The Burmese political establishment is once again stirring up Buddhist supremacism in order to divide working people and shore up bourgeois rule, amid deepening economic difficulties and a turn towards the US and its allies.
The junta’s previous reliance on Chinese investment in resources extraction and infrastructure had created major imbalances in the economy, causing deep social unrest over questions of land use, jobs and living standards. The military carried out cosmetic “democratic” reforms in 2012, endorsed by Suu Kyi and the NLD, as a means of securing the lifting of Western economic sanctions and attracting foreign investment, especially in labour intensive industries.

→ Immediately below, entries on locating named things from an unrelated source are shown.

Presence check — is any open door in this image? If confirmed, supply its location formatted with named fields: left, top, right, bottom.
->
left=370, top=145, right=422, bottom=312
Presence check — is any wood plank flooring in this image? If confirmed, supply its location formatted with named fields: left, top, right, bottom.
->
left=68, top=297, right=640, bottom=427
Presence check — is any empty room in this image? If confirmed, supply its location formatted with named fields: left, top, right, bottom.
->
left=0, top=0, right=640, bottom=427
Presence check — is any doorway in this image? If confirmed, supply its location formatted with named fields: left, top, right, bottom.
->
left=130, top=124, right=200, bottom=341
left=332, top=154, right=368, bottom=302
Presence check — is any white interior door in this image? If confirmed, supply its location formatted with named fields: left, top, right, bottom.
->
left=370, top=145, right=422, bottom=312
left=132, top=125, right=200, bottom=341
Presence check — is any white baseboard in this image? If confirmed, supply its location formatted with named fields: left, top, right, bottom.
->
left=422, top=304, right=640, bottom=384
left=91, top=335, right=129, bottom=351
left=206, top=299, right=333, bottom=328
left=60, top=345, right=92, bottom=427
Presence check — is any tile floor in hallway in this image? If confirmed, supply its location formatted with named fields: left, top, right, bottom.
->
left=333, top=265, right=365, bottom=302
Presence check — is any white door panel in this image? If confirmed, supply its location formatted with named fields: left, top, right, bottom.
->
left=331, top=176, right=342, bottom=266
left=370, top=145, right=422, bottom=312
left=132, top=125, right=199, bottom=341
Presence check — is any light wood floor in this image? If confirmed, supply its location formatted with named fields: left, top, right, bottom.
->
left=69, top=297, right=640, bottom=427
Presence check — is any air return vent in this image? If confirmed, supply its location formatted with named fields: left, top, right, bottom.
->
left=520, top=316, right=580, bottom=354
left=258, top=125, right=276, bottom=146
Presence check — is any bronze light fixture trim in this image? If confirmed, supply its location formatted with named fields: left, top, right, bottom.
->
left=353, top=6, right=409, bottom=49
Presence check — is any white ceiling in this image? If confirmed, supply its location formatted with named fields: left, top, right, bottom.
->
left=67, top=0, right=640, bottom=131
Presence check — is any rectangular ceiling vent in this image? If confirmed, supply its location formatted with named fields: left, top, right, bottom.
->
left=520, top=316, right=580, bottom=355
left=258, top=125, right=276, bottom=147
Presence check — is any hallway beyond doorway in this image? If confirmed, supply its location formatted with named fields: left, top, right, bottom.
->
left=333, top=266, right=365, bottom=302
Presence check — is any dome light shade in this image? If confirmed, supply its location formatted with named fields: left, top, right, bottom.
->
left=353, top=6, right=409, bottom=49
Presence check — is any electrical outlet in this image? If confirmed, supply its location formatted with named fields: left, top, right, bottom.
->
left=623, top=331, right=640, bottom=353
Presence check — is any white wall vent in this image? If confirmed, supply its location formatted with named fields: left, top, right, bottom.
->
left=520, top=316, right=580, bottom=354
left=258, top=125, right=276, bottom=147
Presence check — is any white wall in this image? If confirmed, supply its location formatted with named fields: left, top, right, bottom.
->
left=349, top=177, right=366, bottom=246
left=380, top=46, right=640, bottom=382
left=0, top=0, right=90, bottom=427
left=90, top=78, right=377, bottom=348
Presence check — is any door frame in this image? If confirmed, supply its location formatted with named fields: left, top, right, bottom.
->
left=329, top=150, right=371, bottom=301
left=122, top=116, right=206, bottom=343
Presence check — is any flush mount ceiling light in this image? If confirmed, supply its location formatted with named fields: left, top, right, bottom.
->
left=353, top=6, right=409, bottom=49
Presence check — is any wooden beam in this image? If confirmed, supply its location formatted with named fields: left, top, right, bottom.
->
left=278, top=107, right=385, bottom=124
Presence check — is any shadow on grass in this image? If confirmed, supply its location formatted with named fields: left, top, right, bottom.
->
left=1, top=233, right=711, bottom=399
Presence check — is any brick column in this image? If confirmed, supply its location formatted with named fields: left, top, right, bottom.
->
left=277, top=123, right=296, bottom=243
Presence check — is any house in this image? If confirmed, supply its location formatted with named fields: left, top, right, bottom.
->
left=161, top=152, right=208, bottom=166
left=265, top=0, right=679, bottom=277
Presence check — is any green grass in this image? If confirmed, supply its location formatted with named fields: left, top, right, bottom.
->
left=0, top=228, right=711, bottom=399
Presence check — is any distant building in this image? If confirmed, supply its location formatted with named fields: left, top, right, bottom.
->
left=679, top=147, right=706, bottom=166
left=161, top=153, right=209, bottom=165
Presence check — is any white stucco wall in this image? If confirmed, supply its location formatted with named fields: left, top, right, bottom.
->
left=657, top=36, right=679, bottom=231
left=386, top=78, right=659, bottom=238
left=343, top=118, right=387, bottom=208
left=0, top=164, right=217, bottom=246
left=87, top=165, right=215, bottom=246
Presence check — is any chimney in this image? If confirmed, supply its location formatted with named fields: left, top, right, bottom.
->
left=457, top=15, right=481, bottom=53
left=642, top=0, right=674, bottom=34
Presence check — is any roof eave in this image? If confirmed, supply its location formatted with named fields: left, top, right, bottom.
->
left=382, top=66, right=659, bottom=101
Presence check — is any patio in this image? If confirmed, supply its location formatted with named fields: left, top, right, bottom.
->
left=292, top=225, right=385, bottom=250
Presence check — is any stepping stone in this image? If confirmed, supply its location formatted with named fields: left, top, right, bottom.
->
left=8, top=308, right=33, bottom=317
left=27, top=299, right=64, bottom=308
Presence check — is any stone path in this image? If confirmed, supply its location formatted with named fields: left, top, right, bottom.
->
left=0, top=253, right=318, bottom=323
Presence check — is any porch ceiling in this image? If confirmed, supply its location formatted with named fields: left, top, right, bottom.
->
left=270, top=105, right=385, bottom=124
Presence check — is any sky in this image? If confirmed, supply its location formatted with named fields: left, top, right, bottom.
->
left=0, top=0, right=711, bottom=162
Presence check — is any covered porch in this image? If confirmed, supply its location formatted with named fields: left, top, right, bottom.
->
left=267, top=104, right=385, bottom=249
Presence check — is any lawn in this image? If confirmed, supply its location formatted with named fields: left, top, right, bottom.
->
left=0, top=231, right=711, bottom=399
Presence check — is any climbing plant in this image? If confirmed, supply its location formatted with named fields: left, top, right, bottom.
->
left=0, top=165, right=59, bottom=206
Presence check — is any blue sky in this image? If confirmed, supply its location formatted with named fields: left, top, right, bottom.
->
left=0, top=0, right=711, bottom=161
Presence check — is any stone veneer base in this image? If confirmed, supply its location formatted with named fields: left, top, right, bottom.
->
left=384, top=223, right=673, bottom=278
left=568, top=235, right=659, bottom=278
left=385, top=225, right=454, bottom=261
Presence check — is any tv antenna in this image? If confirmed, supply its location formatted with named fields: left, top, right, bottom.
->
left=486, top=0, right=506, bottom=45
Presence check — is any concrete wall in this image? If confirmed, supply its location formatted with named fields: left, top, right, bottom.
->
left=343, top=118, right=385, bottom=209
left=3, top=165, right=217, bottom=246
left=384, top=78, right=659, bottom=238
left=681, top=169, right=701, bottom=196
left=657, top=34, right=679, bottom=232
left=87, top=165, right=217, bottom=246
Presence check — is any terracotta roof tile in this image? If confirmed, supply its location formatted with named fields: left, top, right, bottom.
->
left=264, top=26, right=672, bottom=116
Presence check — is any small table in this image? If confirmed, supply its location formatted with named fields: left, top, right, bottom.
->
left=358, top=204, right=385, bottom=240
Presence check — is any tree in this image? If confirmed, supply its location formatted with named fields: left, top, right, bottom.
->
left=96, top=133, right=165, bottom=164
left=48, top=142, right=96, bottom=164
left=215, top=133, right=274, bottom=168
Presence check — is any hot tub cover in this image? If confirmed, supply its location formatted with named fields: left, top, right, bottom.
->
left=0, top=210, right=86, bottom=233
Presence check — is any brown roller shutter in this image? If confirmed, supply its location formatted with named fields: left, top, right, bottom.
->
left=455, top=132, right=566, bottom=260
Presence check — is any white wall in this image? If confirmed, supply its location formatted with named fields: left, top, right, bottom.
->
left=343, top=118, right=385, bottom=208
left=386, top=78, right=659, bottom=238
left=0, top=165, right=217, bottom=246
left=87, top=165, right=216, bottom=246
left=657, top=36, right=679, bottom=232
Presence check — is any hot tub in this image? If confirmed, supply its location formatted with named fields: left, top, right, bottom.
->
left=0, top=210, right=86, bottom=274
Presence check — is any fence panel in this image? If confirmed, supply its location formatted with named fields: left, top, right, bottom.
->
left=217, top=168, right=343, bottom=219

Most Western investment plans, however, have been oriented to resource projects, especially oil and natural gas. Government figures show that in the fiscal year to March, foreign direct investment was five times that of the previous year, but still amounted to just $US1.4 billion. When combined with local investment of $1.3 billion, the plans have the potential to support just over 82,000 jobs.
Social tensions are rising. Official unemployment is put at 5.4 percent of the 33.4 million workforce, but when underemployment and low productivity subsistence farming are taken into account, some analysts estimate the figure at more than 30 percent. Annual per capita income was just $US1,300 in 2011, the lowest of any country in the Association of South East Asian Nations (ASEAN).